Brett Rouch, left, has been involved in the engine show since childhood with his dad, Jack. (The Commercial Review/Jack Ronald)
Brett Rouch, left, has been involved in the engine show since childhood with his dad, Jack. (The Commercial Review/Jack Ronald)
Brett Rouch looked around the Tri-State grounds near his parents' camper last week, thinking back over the years and all those shows.

"We've experienced the whole thing together," he said.

Brett started coming to the Tri-State show when he was still in junior high. That's when his parents, Jack and Helen Rouch of Portland, first decided to camp on the grounds.

They weren't exhibitors back then in the early years of the 1970s, but tractors were in Jack's blood.

"I was raised on a farm until '52 or '53 when we moved to town," said Jack. "I was raised on an Oliver 70. ... I was six years old and we were discing and Dad said, 'Do you think you can follow that line?'"

He thought he could and took over the wheel.

The move to town wasn't permanent, and Jack's father Russell later had a farm near Salamonia, an area with a number of gas engine collectors at the time.

"Luther Breymaier got Grandpa started," said Brett, recalling one of the Tri-State show's founding directors.

It wasn't long before participation in the annual event became a family tradition.

The Rouch family first exhibited an old Bolens lawn tractor, a 1952 model that Russell Rouch had purchased from Justin Schafer, one of Portland's most prominent implement dealers during that era.

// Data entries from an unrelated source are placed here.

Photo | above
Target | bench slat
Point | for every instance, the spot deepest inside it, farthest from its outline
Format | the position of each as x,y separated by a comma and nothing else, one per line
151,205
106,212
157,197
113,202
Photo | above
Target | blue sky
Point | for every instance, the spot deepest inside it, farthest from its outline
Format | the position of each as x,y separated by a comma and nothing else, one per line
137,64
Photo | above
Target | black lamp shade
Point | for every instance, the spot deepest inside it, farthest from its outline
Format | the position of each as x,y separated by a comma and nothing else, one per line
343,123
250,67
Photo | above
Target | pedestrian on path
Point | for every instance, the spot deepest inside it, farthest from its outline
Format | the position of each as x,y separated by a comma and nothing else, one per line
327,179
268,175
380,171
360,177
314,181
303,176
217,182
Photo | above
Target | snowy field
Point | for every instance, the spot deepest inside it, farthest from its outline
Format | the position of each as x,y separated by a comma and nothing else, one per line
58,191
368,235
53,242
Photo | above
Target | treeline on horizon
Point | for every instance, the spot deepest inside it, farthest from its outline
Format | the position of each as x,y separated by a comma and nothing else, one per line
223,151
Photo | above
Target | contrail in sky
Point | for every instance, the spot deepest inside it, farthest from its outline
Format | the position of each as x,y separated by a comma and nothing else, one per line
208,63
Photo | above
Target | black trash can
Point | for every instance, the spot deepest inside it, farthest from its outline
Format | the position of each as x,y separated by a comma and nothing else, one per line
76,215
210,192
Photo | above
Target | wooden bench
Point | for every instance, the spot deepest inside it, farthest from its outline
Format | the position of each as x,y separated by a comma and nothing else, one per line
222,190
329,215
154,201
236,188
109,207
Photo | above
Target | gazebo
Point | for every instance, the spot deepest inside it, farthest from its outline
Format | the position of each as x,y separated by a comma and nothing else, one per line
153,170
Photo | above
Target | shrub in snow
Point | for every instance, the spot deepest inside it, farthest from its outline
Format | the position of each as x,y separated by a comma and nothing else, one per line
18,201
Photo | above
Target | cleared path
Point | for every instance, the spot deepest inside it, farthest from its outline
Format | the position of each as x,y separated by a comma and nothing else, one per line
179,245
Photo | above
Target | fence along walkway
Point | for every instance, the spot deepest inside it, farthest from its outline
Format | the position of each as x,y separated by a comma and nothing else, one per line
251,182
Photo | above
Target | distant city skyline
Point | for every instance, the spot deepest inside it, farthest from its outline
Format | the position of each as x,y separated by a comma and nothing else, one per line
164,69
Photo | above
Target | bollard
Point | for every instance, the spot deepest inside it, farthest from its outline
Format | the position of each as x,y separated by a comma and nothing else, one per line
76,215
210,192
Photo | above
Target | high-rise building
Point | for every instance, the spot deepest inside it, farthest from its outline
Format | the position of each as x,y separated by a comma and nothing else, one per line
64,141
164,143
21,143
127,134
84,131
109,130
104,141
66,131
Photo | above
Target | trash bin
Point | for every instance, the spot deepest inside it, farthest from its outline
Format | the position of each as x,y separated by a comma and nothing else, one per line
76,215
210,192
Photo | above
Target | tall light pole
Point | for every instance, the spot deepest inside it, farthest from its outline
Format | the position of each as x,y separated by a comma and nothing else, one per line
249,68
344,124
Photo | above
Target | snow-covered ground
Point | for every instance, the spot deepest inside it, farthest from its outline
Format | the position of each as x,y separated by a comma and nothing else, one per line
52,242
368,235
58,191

But that was soon followed by a John Deere A, which a new generation of the family continues to show to this day. Jack and Helen passed ownership on to Brett and Brett's 18-year-old son Caleb.

As a boy, Brett routinely rode his bicycle out to the fairgrounds, doing whatever he could to help get ready for the show. In those early yars that was mostly a case of helping Paul Klingel get the tractors lined up for display.

But Jack went on to be tractor director for a couple of terms, and Brett held the same job for six years.

"If you complain or suggest, you'll end up on the board," joked Jack.

These days Dave Pyle is in charge of the tractors. Brett's helping with the area around the swap barn and assisting Pyle as needed.

As for Jack, "My job is to make sure they all have radios."

For both of them, the camaraderie and spirit of the members and exhibitors is what keeps them coming back. With each camper or trailer pulling in, jokes are exchanged and the kidding never stops.

"They pick on one another," said Jack. "That's what's fun."

"There's a lot of stories out here," said Brett.

Like the one about the tractor that got away.

Jack bought a honey of a 1936 John Deere, and it captured Helen's heart.

"It was a beautiful little tractor," she said.

But another collector with more money in his pocket wanted it more and convinced Jack to sell.

He's regretted it ever since.

That's why the John Deere A is jointly owned by Brett and Caleb. That way one of them can talk the other out of ever selling.